Former des religieux musulmans en Suisse pour empêcher l'importation des idées islamistes radicales? La proposition gagne du terrain. Dimanche, le secrétaire général de la Conférence des évêques suisses (CES), Agnell Rickenmann, l'a défendue dans un entretien à la NZZ am Sonntag. Selon lui, il est important que les prédicateurs islamiques connaissent la culture helvétique: «Il y a un monde entre le discours de l'imam d'une mosquée albanaise, qui se meut dans un contexte culturel européen, et celui d'un chef spirituel arabe, qui ne parle aucune des langues nationales et ne sait que quelques mots d'anglais», constate-t-il. Il est en outre favorable à ce que l'Etat assure le pilotage de telles formations.

Pas une tâche de l'Etat

L'UDC, en revanche, est totalement hostile à ce projet. Son président, Ueli Maurer, estime en effet qu'«un certain fondamentalisme» existera toujours en islam: «C'est une partie de cette religion et ça le restera», a-t-il expliqué au Temps. Il s'oppose à une formation islamique soutenue par l'Etat dans ce pays essentiellement chrétien qu'est selon lui la Suisse. «Ce n'est pas une tâche dont la Suisse doit se charger. S'il y a des problèmes d'intégration, on ne les résoudra pas avec une chaire universitaire, mais en réduisant le nombre d'immigrés.» Selon lui, l'influence de l'islamisme en Suisse a été largement exagérée: «Il ne s'agit que de quelques dizaines d'individus. Avec 95% des musulmans, il n'y a aucun problème. On doit respecter leur religion et ne pas essayer de changer leur façon de penser.»

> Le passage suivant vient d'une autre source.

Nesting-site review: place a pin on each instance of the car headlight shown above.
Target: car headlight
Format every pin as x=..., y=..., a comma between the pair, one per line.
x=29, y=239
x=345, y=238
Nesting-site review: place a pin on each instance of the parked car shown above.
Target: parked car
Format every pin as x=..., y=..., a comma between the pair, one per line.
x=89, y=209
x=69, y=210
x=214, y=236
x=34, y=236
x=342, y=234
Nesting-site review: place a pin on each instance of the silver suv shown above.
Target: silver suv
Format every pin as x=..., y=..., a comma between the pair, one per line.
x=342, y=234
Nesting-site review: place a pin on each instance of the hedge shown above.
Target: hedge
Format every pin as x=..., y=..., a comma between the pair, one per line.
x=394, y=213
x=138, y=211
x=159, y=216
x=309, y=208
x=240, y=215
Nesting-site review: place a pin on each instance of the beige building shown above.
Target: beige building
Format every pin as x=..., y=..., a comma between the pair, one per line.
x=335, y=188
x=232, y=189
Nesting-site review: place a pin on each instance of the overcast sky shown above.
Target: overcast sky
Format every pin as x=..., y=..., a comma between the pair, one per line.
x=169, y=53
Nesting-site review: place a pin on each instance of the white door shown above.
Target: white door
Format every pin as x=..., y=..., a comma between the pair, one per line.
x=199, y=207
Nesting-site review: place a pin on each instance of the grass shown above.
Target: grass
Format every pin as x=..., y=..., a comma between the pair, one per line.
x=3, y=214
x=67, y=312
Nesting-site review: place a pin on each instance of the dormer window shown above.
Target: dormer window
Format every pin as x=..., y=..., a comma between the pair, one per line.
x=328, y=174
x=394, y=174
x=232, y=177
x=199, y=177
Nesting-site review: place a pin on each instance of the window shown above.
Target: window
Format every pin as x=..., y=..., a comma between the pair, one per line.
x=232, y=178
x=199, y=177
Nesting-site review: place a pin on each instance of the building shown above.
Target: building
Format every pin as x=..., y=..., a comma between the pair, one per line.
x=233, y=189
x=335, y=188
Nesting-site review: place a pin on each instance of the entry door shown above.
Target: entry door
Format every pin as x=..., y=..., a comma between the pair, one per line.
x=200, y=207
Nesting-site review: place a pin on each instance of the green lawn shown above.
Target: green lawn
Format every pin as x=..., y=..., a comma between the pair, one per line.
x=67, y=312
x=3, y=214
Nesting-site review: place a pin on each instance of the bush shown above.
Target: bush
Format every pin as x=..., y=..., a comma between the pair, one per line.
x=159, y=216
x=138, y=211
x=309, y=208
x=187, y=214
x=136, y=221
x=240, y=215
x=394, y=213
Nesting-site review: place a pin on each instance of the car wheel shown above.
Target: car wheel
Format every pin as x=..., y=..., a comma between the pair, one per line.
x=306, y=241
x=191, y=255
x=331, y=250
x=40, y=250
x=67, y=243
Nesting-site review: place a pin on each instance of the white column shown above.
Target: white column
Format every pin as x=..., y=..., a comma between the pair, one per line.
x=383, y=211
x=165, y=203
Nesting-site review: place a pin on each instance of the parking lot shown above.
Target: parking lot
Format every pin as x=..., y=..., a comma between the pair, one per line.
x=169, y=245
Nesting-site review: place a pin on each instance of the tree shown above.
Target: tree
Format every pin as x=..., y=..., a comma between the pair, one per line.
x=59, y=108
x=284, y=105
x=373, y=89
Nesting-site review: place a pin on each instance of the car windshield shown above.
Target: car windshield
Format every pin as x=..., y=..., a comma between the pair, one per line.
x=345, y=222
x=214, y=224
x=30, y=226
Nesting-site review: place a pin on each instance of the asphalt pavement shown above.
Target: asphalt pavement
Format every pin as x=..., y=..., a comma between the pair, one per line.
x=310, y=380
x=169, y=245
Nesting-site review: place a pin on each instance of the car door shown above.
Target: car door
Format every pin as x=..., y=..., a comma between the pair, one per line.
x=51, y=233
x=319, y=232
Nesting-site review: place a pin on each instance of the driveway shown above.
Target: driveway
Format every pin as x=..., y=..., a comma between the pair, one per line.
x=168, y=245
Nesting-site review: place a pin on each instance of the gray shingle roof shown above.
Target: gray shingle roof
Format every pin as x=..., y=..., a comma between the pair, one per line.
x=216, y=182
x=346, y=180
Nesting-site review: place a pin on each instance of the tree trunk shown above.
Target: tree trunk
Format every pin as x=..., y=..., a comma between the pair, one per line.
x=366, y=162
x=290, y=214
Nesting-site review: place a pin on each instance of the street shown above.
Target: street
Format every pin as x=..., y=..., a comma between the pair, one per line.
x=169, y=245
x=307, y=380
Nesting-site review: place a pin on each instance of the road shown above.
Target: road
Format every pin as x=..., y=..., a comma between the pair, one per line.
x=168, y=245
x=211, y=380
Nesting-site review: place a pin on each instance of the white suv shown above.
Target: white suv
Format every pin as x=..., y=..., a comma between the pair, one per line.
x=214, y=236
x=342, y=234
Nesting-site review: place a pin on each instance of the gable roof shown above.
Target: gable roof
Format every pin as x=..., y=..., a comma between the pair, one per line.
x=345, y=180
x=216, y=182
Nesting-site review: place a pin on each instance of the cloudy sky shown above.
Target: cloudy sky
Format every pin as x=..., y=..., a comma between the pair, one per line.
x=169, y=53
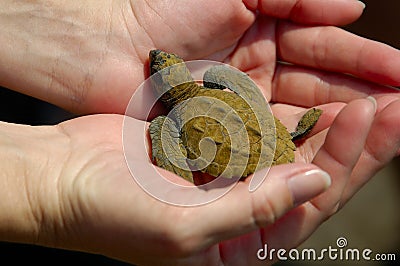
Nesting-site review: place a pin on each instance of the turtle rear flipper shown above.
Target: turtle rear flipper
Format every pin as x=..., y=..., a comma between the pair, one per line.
x=167, y=149
x=306, y=123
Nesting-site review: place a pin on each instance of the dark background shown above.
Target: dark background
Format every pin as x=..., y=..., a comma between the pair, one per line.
x=381, y=22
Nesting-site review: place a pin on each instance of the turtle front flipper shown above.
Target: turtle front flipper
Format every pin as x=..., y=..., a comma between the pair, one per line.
x=306, y=123
x=221, y=76
x=167, y=149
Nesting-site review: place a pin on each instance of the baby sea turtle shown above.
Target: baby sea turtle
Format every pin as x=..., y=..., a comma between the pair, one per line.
x=213, y=130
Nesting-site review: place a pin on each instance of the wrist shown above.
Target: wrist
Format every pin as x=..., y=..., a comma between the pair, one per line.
x=28, y=181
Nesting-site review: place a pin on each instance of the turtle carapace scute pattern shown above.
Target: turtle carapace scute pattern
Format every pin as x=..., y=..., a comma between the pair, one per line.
x=212, y=130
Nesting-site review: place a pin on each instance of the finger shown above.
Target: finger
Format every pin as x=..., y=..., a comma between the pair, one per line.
x=382, y=145
x=343, y=145
x=337, y=12
x=309, y=87
x=336, y=50
x=342, y=148
x=241, y=211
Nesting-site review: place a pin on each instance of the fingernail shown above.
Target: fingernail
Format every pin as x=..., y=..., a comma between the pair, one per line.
x=362, y=4
x=307, y=185
x=372, y=99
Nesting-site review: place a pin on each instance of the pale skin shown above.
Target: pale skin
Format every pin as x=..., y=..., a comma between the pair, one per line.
x=68, y=185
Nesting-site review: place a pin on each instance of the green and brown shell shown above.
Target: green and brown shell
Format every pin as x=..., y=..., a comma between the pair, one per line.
x=213, y=130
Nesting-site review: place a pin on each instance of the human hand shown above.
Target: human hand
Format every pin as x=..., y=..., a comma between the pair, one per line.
x=117, y=69
x=93, y=55
x=80, y=195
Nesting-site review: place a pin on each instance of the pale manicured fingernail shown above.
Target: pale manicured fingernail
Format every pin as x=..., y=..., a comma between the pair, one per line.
x=372, y=99
x=362, y=4
x=307, y=185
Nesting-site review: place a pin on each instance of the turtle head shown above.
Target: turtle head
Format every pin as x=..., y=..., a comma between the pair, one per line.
x=160, y=60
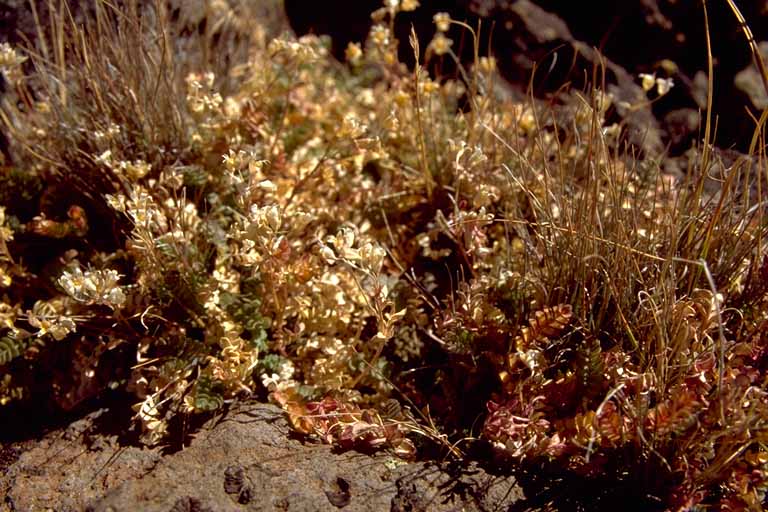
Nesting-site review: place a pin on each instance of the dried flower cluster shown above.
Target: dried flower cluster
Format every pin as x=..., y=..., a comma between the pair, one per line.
x=276, y=224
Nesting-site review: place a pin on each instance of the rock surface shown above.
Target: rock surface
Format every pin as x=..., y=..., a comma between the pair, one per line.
x=243, y=460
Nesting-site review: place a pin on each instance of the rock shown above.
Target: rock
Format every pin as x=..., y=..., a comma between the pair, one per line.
x=245, y=460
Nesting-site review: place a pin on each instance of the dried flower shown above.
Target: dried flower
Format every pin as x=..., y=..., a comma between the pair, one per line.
x=443, y=21
x=353, y=53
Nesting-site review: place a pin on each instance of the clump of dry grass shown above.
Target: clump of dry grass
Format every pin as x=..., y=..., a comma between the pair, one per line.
x=338, y=236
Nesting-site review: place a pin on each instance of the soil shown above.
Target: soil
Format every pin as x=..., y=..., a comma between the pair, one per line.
x=245, y=459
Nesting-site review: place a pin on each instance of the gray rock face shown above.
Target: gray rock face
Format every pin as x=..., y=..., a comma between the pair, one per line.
x=243, y=461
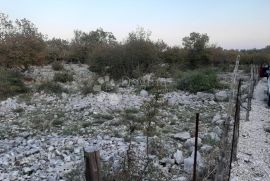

Interrogé sur le sujet à la télévision alémanique, le conseiller fédéral Moritz Leuenberger a évoqué l'idée, lancée aux Pays-Bas, de n'autoriser plus que les imams ayant suivi une formation en Europe à prêcher dans les mosquées. Selon lui, elle représente une possibilité pour éviter les appels à la violence.

L'incitation à la violence est déjà un délit puni par le Code pénal suisse, a rappelé Moritz Leuenberger. Cette mesure n'est pas dirigée contre la religion, mais ses dérives.

Auparavant, l'idée de former les religieux musulmans en Suisse avait été évoquée à titre personnel par le coordinateur des services de renseignement helvétiques, Jacques Pitteloud. Cette proposition a aussi été discutée au sein de la Commission de politique de sécurité du Conseil des Etats, qui est en train de rédiger un catalogue de mesures liées au thème de l'extrémisme islamiste en Suisse (LT du 18.11.2004).